Fibromyalgia was not even named as a condition until the 80s. In my late 20s, when I was diagnosed with the loose label ‘Chronic Fatigue Syndrome’, I was up against a lot of prejudice about this term – and the ‘ME’ acronym. These were invisible disabling conditions that were being classed as psychosomatic only. But I had struggled with inexplicable pains and problems all through my body for 40+ years since being a not-strong infant…

It was only when I made a serious attempt on my life by overdose at age 48 that I woke up – literally and metaphorically – to the realisation that I was a dual-gendered androgyne (‘andro’ for short) who needed to be helped by a Gender Identity Clinic. Thus, I began a challenging journey in society that really only recognises the binary, male/female genders, thereby effectively ignoring intersex conditions and other gender variance. I was diagnosed with the somewhat indecipherable ‘condition’ of GID NOS: Gender Identity Disorder Not Otherwise Specified! (Incidentally, having gender ‘dysphoria’ – confusion – is still considered a mental health disorder…)

I was only diagnosed with being on the autistic spectrum – with Asperger Syndrome – last summer when I had turned 54. And this awareness only arose because it was recognised in me by a fellow transgender person, who told me about the 20% higher incidence of ‘being Aspie’ amongst trans folk. I am now an active member of Brighton’s own Assert social support group, which is for adults with higher functioning autism.

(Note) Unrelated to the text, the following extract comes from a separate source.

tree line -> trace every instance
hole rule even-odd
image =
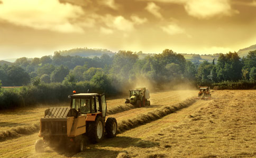
[[[55,102],[56,98],[65,101],[74,89],[115,95],[134,87],[138,81],[149,82],[156,90],[184,83],[195,86],[254,88],[255,67],[256,51],[242,58],[236,52],[220,54],[212,62],[200,64],[170,50],[143,59],[126,51],[92,58],[63,56],[58,52],[52,58],[22,57],[14,65],[0,66],[0,85],[23,86],[19,91],[2,88],[0,108],[3,104],[19,106]],[[17,102],[11,103],[14,100]]]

My decades of challenging physical, mental – and neuro-behavioural – health have meant that I given up on a lot of study and employment – and relationships – with having ‘breakdowns’ regularly: I have no degree, no career path, no partner… But I do hope to be in housing, in the near future, where I could have a companion dog at home!

But, this is not a doom and gloom story. I see the ‘up’ side of this as my being someone who has had an incredibly interesting journey – including my current transition to androgyne / transintersexual person, through surgery and hormone treatment. Because I kept searching for a more ‘well’ me, I have kept trying new study and new employment; plus, I have always been practising my own brand of creative recycling art and/or writing prose or performance poetry to stay well – and ‘sane’! Now I’m meeting more new folk through participating in the Get Involved Group at the Fed. Rather than think of myself as a person with disabilities, I’m choosing to now express myself as a person with difference-abilities.

Before moving to Brighton, I spent 14 years happily helping my sister with the part time care of my bright & bubbly, beloved niece who is severely disabled with Cerebral Palsy. She is a lucky teenager in that she has enjoyed weekday boarding and respite since 2007 at the highly-regarded Dame Hannah Rogers School in South Devon. I also got to enjoy respite care visits with the family to the South West Children’s Hospice in North Devon too.

One of my Aspie traits is that I am totally colour-inspired and colour-obsessive. I’m a ‘creative’ on the spectrum; not the stereotype of the maths and science ‘geeky’ male! (I do have a diploma in Colour Therapy and have taught colour awareness in adult education.) I’m also an obsessive mobile phone photographer and since last year having been posting images on my own ‘queer art’ blog called ‘Person is not a Rude Word’: Off the Trolley Productions (that’s reference to my Hoppa shopper trolley – and being a self-name-reclaimed ‘unsane mentalist’!) I was very pleased to be selected for Creative Future’s ‘Tight Modern’ 2014 pop-up gallery, at the seafront, for Brighton Fringe; this featured art by 60 marginalised and/or disabled artists.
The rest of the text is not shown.